Figure 10 - Build outputs being printed on the screen.

That will now trigger deployment, and will have the application deployed on Microsoft Azure's App Service. This still was not a good practice, because we had deployed the application directly on the production slot. You should consider pushing this to the Deployment Slots and have them tested before exposing that to the wider audience. Read this article of mine on the Microsoft MVP Team's blog to learn how to do this. Lastly, the website gets deployed and the traffic will start to be shown on the dashboard; drilling down is possible. 

Figure 11 - Site updated with the DevOps pipeline.

Check the updated dashboard that shows us what is happening in the product, 

Figure 12 - Dashboard showing updated information, requests, code status. 

So, that was the way a DevOps based project is run, managed and measured. 


Lastly, the monitoring of the application happens in the Application Insights, which itself is a complete platform. So, I will show you a dashboard of my personal website that I had hosted on Azure and had some insights to be shown. 

The dashboard shows everything from usage, to active users, to requests, to latency all the way down to errors and resource consumption. Take a look at the dashboard, 

Figure 13 - My own website's stats being shown as an example of a dashboard.
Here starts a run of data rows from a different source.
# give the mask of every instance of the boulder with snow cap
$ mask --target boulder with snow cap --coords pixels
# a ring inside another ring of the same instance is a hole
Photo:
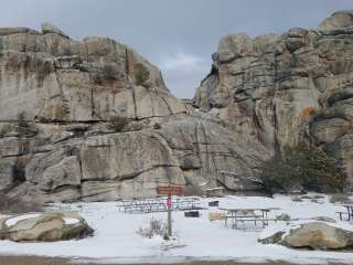
[[[6,219],[0,239],[14,242],[53,242],[83,239],[92,233],[93,229],[77,213],[33,213]]]
[[[269,227],[260,235],[264,244],[281,244],[292,248],[344,250],[353,246],[353,230],[346,224],[327,222],[291,223]]]

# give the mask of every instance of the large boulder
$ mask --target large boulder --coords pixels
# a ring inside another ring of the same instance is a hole
[[[280,230],[272,230],[272,227],[268,230],[271,233],[263,236],[259,242],[312,250],[343,250],[353,246],[352,229],[340,227],[334,223],[310,222],[299,225],[288,224]]]
[[[72,212],[24,214],[2,221],[0,239],[15,242],[53,242],[93,234],[86,221]]]
[[[302,141],[322,148],[353,184],[352,36],[352,11],[315,31],[226,35],[193,104],[269,152]]]
[[[160,183],[261,189],[254,177],[267,152],[194,113],[157,66],[115,40],[75,41],[50,23],[0,29],[0,190],[9,197],[145,198]]]
[[[39,121],[164,117],[188,109],[158,67],[108,38],[71,40],[50,23],[42,33],[0,29],[0,119],[21,112]]]

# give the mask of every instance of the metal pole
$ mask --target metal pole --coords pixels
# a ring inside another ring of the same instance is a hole
[[[168,236],[172,236],[172,195],[168,195]]]

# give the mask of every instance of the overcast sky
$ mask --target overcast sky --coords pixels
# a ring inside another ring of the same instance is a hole
[[[178,97],[191,98],[229,33],[314,29],[353,0],[1,0],[0,26],[52,22],[74,39],[110,36],[157,64]]]

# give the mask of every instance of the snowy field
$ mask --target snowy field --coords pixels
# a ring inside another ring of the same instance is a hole
[[[311,194],[312,195],[312,194]],[[212,199],[202,199],[207,205]],[[221,208],[279,208],[269,218],[281,213],[292,219],[329,216],[338,220],[336,211],[343,206],[321,199],[292,201],[291,197],[225,197]],[[263,245],[257,242],[261,229],[250,231],[225,227],[223,221],[210,222],[207,213],[217,208],[202,210],[201,218],[184,218],[183,212],[173,212],[173,229],[176,239],[165,244],[162,239],[143,239],[137,233],[151,218],[167,219],[167,213],[128,214],[118,211],[119,202],[55,204],[51,210],[76,211],[95,230],[95,235],[79,241],[56,243],[13,243],[0,241],[0,255],[44,255],[72,257],[79,262],[96,263],[142,263],[185,262],[193,259],[238,259],[243,262],[288,261],[302,264],[325,264],[329,262],[352,264],[353,252],[320,252],[289,250],[278,245]],[[279,225],[275,223],[272,225]],[[338,223],[340,225],[340,223]],[[351,224],[342,224],[350,226]],[[269,227],[270,229],[270,227]],[[352,225],[353,229],[353,225]]]

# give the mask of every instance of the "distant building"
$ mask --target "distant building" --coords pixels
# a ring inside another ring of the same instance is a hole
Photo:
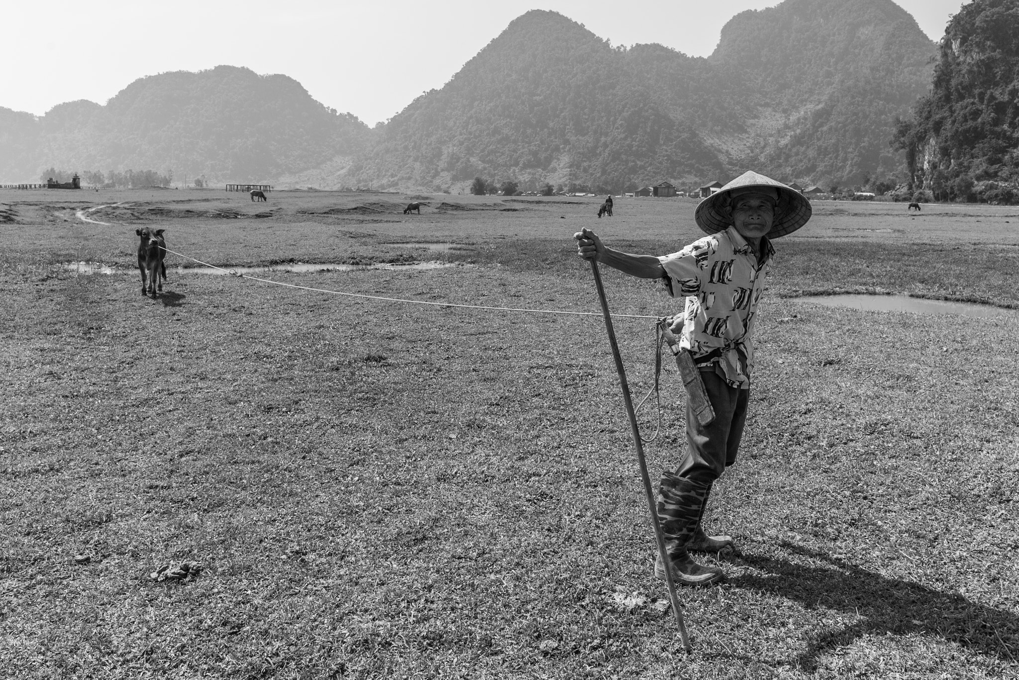
[[[70,178],[70,181],[53,181],[53,177],[46,180],[46,189],[82,189],[82,177],[77,172]]]
[[[676,187],[668,184],[667,181],[662,181],[651,188],[651,191],[658,198],[672,198],[676,196]]]
[[[708,196],[711,196],[711,194],[714,194],[716,191],[721,189],[721,182],[716,179],[709,185],[704,185],[697,191],[700,193],[700,197],[702,199],[706,199]]]

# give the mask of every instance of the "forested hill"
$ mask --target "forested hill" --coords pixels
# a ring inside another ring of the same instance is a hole
[[[1019,2],[976,4],[996,1]],[[892,0],[742,12],[706,59],[612,47],[533,10],[375,129],[289,77],[231,66],[153,75],[105,106],[70,102],[41,118],[0,109],[0,179],[53,166],[322,188],[463,191],[481,175],[620,191],[753,167],[865,185],[904,171],[889,146],[894,120],[929,91],[935,53]]]
[[[56,166],[271,180],[361,153],[369,135],[293,79],[217,66],[140,79],[105,106],[69,102],[39,118],[0,109],[0,178]]]
[[[949,22],[930,95],[898,129],[916,188],[1019,202],[1019,0],[974,0]]]
[[[650,89],[622,51],[560,14],[533,10],[394,116],[351,173],[434,188],[475,175],[622,188],[719,173],[717,155]]]
[[[534,10],[395,116],[351,173],[383,187],[480,174],[621,189],[753,166],[865,184],[901,166],[893,121],[927,92],[934,52],[892,0],[742,12],[707,59],[660,45],[613,49]]]
[[[709,61],[753,93],[745,163],[761,149],[779,174],[853,185],[901,165],[894,120],[928,92],[934,53],[892,0],[786,0],[734,16]]]

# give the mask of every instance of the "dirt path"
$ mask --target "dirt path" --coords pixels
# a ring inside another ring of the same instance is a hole
[[[113,205],[113,207],[116,207],[116,206],[120,206],[120,205],[123,205],[123,204],[124,204],[124,202],[121,201],[120,203],[114,203],[112,205]],[[98,219],[90,219],[90,218],[86,217],[86,213],[93,213],[93,212],[96,212],[97,210],[99,210],[100,208],[109,208],[109,207],[110,207],[109,205],[97,205],[95,208],[89,208],[88,210],[86,210],[85,208],[83,208],[83,209],[78,210],[77,212],[75,212],[74,216],[77,217],[83,222],[89,222],[90,224],[103,224],[105,226],[110,226],[109,222],[100,222]]]

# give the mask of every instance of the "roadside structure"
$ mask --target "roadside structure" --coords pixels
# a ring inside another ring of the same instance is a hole
[[[70,178],[70,181],[53,181],[53,177],[46,180],[46,189],[82,189],[82,177],[77,172]]]
[[[269,185],[226,185],[226,191],[228,192],[271,192],[272,187]]]
[[[672,198],[676,196],[676,186],[667,181],[659,181],[651,188],[651,191],[658,198]]]
[[[710,184],[707,184],[707,185],[704,185],[703,187],[698,188],[697,191],[700,194],[700,197],[702,199],[706,199],[707,197],[711,196],[711,194],[714,194],[719,189],[721,189],[721,182],[718,181],[717,179],[715,179],[714,181],[712,181]]]

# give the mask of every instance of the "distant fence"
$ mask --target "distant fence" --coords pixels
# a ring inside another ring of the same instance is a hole
[[[271,192],[272,187],[269,185],[226,185],[226,191],[228,192]]]

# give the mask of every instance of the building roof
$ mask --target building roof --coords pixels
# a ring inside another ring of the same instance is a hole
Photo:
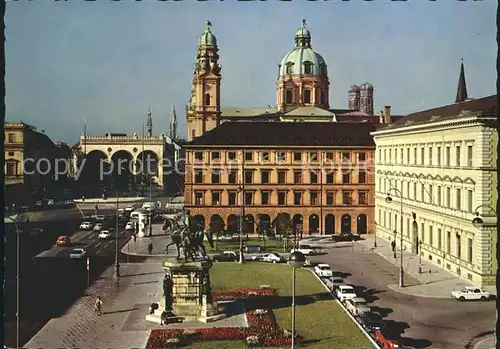
[[[462,111],[480,112],[483,115],[496,115],[497,108],[497,95],[491,95],[478,99],[469,99],[464,102],[408,114],[390,125],[381,127],[379,130],[394,129],[409,125],[424,124],[427,122],[450,120],[460,117],[460,113]]]
[[[371,123],[225,122],[190,146],[375,146]]]

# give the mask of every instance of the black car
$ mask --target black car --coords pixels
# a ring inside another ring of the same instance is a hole
[[[332,235],[332,239],[335,242],[340,241],[358,241],[360,239],[359,235],[354,235],[352,233],[342,233]]]
[[[362,313],[359,317],[359,323],[370,332],[380,330],[384,321],[377,312]]]

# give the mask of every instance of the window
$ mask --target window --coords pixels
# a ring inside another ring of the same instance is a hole
[[[253,183],[253,171],[245,171],[245,183],[251,184]]]
[[[262,205],[269,205],[269,192],[263,191],[260,193],[260,202]]]
[[[317,191],[312,191],[311,192],[311,205],[319,205],[318,192]]]
[[[285,184],[285,183],[286,183],[286,172],[278,171],[278,184]]]
[[[326,174],[326,184],[333,184],[333,172]]]
[[[194,160],[195,161],[203,161],[203,152],[202,151],[195,151],[194,152]]]
[[[235,191],[230,191],[228,193],[228,205],[229,206],[236,206],[236,192]]]
[[[467,239],[467,262],[472,264],[472,239]]]
[[[220,193],[218,191],[212,192],[212,205],[220,205]]]
[[[260,171],[260,182],[262,184],[268,184],[269,183],[269,171],[268,170],[262,170],[262,171]]]
[[[472,145],[467,146],[467,166],[472,167]]]
[[[342,183],[343,184],[351,183],[351,174],[350,173],[343,173],[342,174]]]
[[[212,161],[220,161],[220,153],[218,151],[212,152]]]
[[[286,191],[278,192],[278,205],[286,205]]]
[[[230,184],[236,184],[238,180],[238,171],[230,170],[227,173],[227,182]]]
[[[316,172],[316,170],[311,170],[309,172],[309,178],[311,179],[311,184],[318,183],[318,173]]]
[[[304,90],[304,103],[311,103],[311,90]]]
[[[295,183],[295,184],[302,183],[302,172],[300,172],[300,171],[293,172],[293,183]]]
[[[302,205],[302,192],[296,191],[293,193],[293,204]]]
[[[360,205],[366,205],[366,193],[364,191],[358,193],[358,201]]]
[[[212,171],[212,184],[218,184],[218,183],[220,183],[220,171],[213,170]]]
[[[204,205],[202,191],[194,192],[194,203],[195,203],[195,205]]]
[[[366,172],[365,171],[358,172],[358,183],[366,183]]]
[[[203,183],[203,171],[201,170],[194,171],[194,182],[196,184]]]
[[[269,152],[268,151],[264,151],[262,152],[262,161],[269,161]]]
[[[253,192],[245,193],[245,205],[253,205]]]
[[[351,205],[351,192],[347,190],[342,191],[342,205]]]
[[[467,190],[467,212],[472,212],[472,190]]]
[[[326,204],[328,206],[335,205],[335,193],[333,191],[329,191],[326,193]]]

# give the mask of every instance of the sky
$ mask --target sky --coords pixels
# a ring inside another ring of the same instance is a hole
[[[53,140],[168,134],[174,103],[187,136],[197,44],[207,20],[219,45],[222,107],[276,105],[278,65],[307,21],[327,65],[330,107],[374,86],[375,111],[407,114],[455,101],[463,58],[469,98],[496,93],[496,2],[16,1],[5,15],[6,119]]]

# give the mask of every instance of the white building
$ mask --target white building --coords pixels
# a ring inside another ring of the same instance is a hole
[[[406,250],[471,282],[491,285],[497,268],[492,211],[497,96],[466,98],[466,92],[462,100],[457,94],[455,104],[409,114],[372,133],[376,234],[395,239],[399,249],[402,231]],[[392,202],[386,201],[388,193]],[[476,211],[484,218],[481,228],[472,224]]]

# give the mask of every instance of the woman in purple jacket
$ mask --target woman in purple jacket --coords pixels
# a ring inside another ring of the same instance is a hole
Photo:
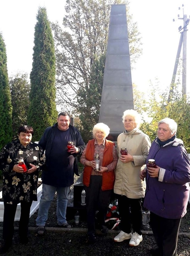
[[[141,172],[146,177],[143,206],[150,211],[150,223],[158,248],[152,255],[175,256],[181,219],[186,212],[189,194],[189,160],[183,141],[176,136],[177,125],[166,118],[158,123],[158,137],[153,142],[148,159],[156,168]]]

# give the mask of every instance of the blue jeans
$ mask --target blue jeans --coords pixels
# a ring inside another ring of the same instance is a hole
[[[66,210],[70,187],[57,187],[46,184],[42,185],[42,192],[39,205],[38,217],[36,220],[37,226],[44,226],[48,219],[48,211],[56,191],[57,218],[58,225],[66,223]]]

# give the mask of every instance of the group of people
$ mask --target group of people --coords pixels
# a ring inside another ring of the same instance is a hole
[[[37,233],[42,235],[45,232],[48,211],[56,191],[58,226],[71,227],[66,219],[68,196],[74,173],[78,175],[77,156],[82,154],[88,241],[96,241],[97,210],[100,229],[103,234],[108,232],[105,220],[113,190],[118,201],[121,230],[114,241],[129,239],[131,246],[137,246],[142,241],[142,203],[144,197],[143,206],[150,211],[150,224],[158,246],[151,250],[151,254],[176,255],[179,229],[186,212],[190,181],[189,160],[183,141],[176,137],[177,124],[168,118],[161,120],[157,137],[151,145],[148,136],[139,129],[141,117],[136,111],[126,110],[123,120],[125,130],[118,136],[116,148],[113,142],[106,139],[110,128],[102,123],[94,125],[94,138],[86,146],[78,131],[70,124],[66,112],[59,114],[57,122],[46,129],[38,144],[31,141],[31,127],[25,125],[19,128],[18,140],[8,143],[0,152],[4,206],[1,252],[7,251],[11,246],[19,203],[19,235],[21,243],[27,242],[30,209],[32,201],[37,200],[39,170],[42,170],[42,191],[36,219]],[[68,141],[73,143],[69,153]],[[126,147],[127,154],[121,154],[124,147]],[[100,160],[98,168],[97,154]],[[155,168],[147,166],[150,159],[154,160]],[[26,172],[19,164],[22,159],[28,169]]]

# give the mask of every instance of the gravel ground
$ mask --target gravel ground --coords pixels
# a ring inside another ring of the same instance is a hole
[[[46,225],[47,227],[55,228],[56,227],[56,195],[49,209]],[[29,228],[28,234],[29,242],[25,245],[19,244],[18,231],[16,230],[13,246],[6,255],[148,256],[150,255],[149,252],[150,249],[156,246],[153,236],[148,234],[143,235],[142,241],[136,247],[129,246],[129,240],[125,240],[122,243],[115,242],[113,238],[116,235],[116,233],[117,232],[117,230],[110,230],[108,234],[105,235],[101,234],[99,231],[97,230],[97,241],[94,244],[88,244],[86,243],[86,230],[80,229],[86,228],[85,219],[81,218],[82,220],[80,225],[76,226],[73,220],[69,218],[69,216],[67,216],[67,219],[72,227],[74,228],[72,230],[68,231],[66,229],[62,228],[58,229],[58,231],[55,229],[53,231],[48,230],[44,236],[39,236],[36,235],[35,229],[32,228],[36,227],[35,220],[37,213],[37,210],[30,218],[29,227],[31,228]],[[18,227],[18,222],[15,222],[15,226]],[[0,222],[0,227],[2,226],[2,222]],[[78,229],[76,229],[76,227],[78,227]],[[190,233],[189,204],[187,213],[182,219],[179,232]],[[1,230],[0,231],[1,239],[2,236]],[[187,234],[179,235],[177,255],[178,256],[190,255],[190,235]]]

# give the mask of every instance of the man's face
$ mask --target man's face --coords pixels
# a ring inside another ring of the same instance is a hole
[[[60,116],[57,119],[58,129],[61,131],[66,131],[69,129],[70,119],[69,116]]]

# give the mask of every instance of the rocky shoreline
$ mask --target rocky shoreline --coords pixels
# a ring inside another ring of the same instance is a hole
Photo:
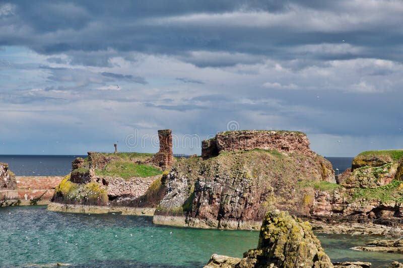
[[[121,213],[122,215],[135,215],[152,217],[155,209],[151,208],[132,208],[128,207],[109,207],[107,206],[88,206],[84,205],[62,204],[52,203],[47,206],[47,210],[58,212],[104,214]]]

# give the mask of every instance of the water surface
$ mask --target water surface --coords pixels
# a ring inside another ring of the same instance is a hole
[[[161,226],[147,217],[52,212],[44,206],[0,208],[0,223],[1,267],[57,262],[77,267],[203,267],[214,253],[241,257],[256,247],[259,234]],[[333,261],[369,261],[373,267],[403,261],[400,254],[350,249],[374,237],[318,237]]]

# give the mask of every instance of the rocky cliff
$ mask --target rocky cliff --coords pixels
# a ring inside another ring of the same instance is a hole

Using this our operations team can easily check what is going on. When the latency goes up, and when an exception is raised. The dashboard for insights has a lot more to offer, including management of sessions, how much time a user spends, where users are interacting and the geographical information; which is not shown here and is beyond the scope of this article. 

This was it for the article. I hope you have learned something out of this. There are many things that we missed because they would increase the overall size of the article and might take us off-the-track from what we had to talk about; DevOps on Azure. I will write another comprehensive article on the orchestration using Kubernetes as well.